A Sermon preached to celebrate Epiphany on the occasion of the visit of the Keble Choir at St. Mary’s, Fordingbridge on Saturday, 9th January 2016.
Are you a fan of Reality TV? I wonder what ‘Unreality TV’ would look like? What for you is ‘real’? T. S. Eliot once famously wrote, ‘human kind cannot bear too much reality!’ I know I funk at many opportunities to face reality! I can barely watch the news sometimes-it is too painful.
So what does it mean to be real? There is a lovely children’s story called ‘The Velveteen Rabbit’ by Marjory Williams. I shall read you a short extract of a conversation in the nursery between the velveteen rabbit and the skin horse who had lived longer in the nursery than any of the others.

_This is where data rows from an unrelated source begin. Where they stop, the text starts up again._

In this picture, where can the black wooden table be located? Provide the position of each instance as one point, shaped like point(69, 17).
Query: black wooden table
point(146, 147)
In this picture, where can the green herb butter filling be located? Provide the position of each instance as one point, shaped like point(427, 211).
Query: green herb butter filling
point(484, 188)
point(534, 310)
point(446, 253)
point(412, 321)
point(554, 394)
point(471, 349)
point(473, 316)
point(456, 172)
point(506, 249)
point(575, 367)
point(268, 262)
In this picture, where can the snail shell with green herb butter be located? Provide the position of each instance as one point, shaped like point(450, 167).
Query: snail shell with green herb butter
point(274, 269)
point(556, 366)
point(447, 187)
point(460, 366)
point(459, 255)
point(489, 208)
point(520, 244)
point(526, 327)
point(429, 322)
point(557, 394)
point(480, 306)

“He was wise, for he had seen a long succession of mechanical toys arrive to boast and swagger, and by-the-by break their mainsprings and pass away, and he knew that they were only toys, and would never turn into anything else. For nursery magic is very strange and wonderful, and only those play-things that are old and wise and experienced like the Skin Horse understand all about it.
“What is REAL?” asked the rabbit one day, when they were lying side by side near the nursery fender, before Nana came to tidy the room. “Does it mean having things that buzz inside you and a stick-out handle?”

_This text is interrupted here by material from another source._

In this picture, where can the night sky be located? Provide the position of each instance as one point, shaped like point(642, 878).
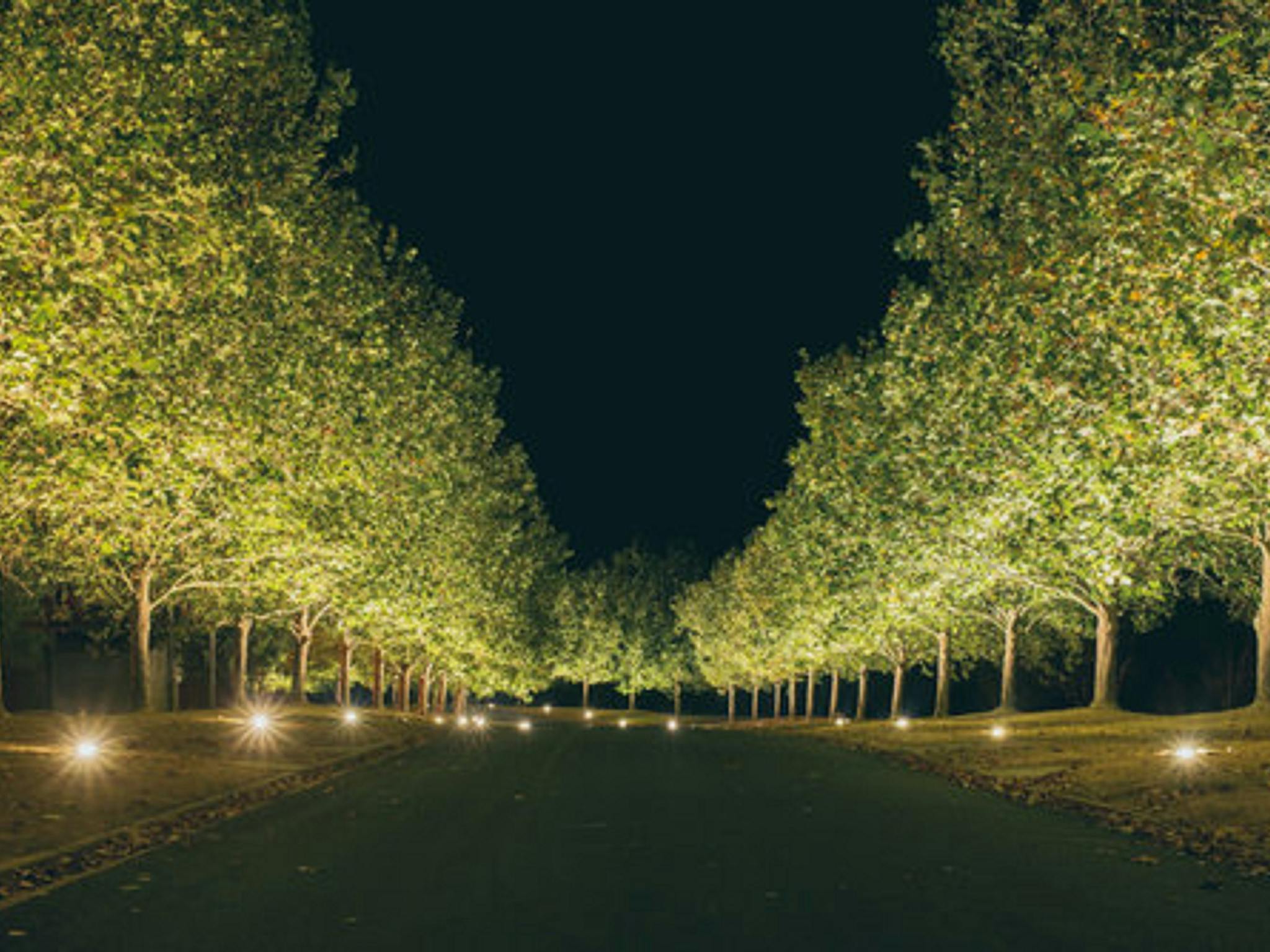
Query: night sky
point(648, 214)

“Real isn’t how you are made,” said the Skin Horse. “It’s a thing that happens to you. When a child loves you for a long, long time, not just to play with, but REALLY loves you, then you become real.”

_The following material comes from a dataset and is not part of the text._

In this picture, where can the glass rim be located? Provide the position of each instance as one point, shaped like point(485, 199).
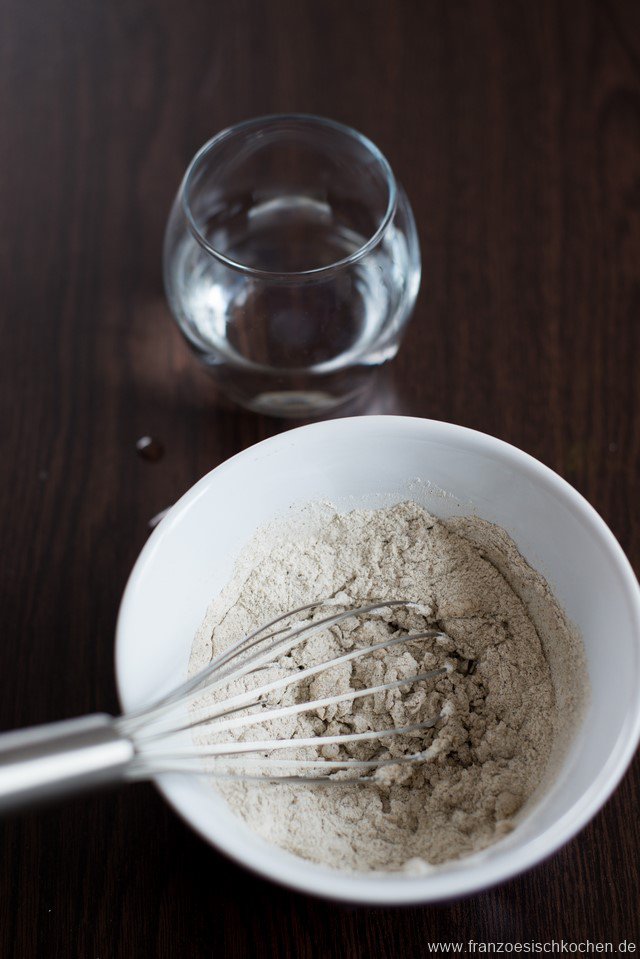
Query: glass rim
point(270, 119)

“Does it hurt?” asked the Rabbit.
“Sometimes,” said the Skin Horse, for he was always truthful. “When you are Real you don’t mind being hurt.”
“Does it happen all at once, like being wound up,” he asked, “or bit by bit?”
“It doesn’t happen all at once,” said the Skin Horse. “You become. It takes a long time. That’s why it doesn’t often happen to people who break easily, or have sharp edges, or who have to be carefully kept. Generally, by the time you are Real, most of your hair has been loved off, and your eyes drop out, and you get loose in the joints and very shabby. But these things don’t matter at all, because once you are Real you can’t be ugly, except to people who don’t understand.”
Today we celebrate that part of the Christmas story when the wise men visit the manager and present their exotic gifts to the Christ-child. One of the joys of the whole Christmas story is the wonderful way in which the story unfolds. Artist and poets and musical composers have created such lovely pictures of the event and sometimes in a way which can hide the reality. So I want for a moment to go behind the story of the visit of the magi and tease out its possible significance for us. What is the reality of this story for you and me? In answering that question you will be making real inside of you what the story evokes in you. As the Skin Horse reminds us, it is part of our life’s journey, it is a process of becoming, it happens to us, and sometimes feeling the reality of a situation or of another’s story can hurt, can break our hearts. In the words of another theologian, it is when we discover within the ‘immortal diamond’.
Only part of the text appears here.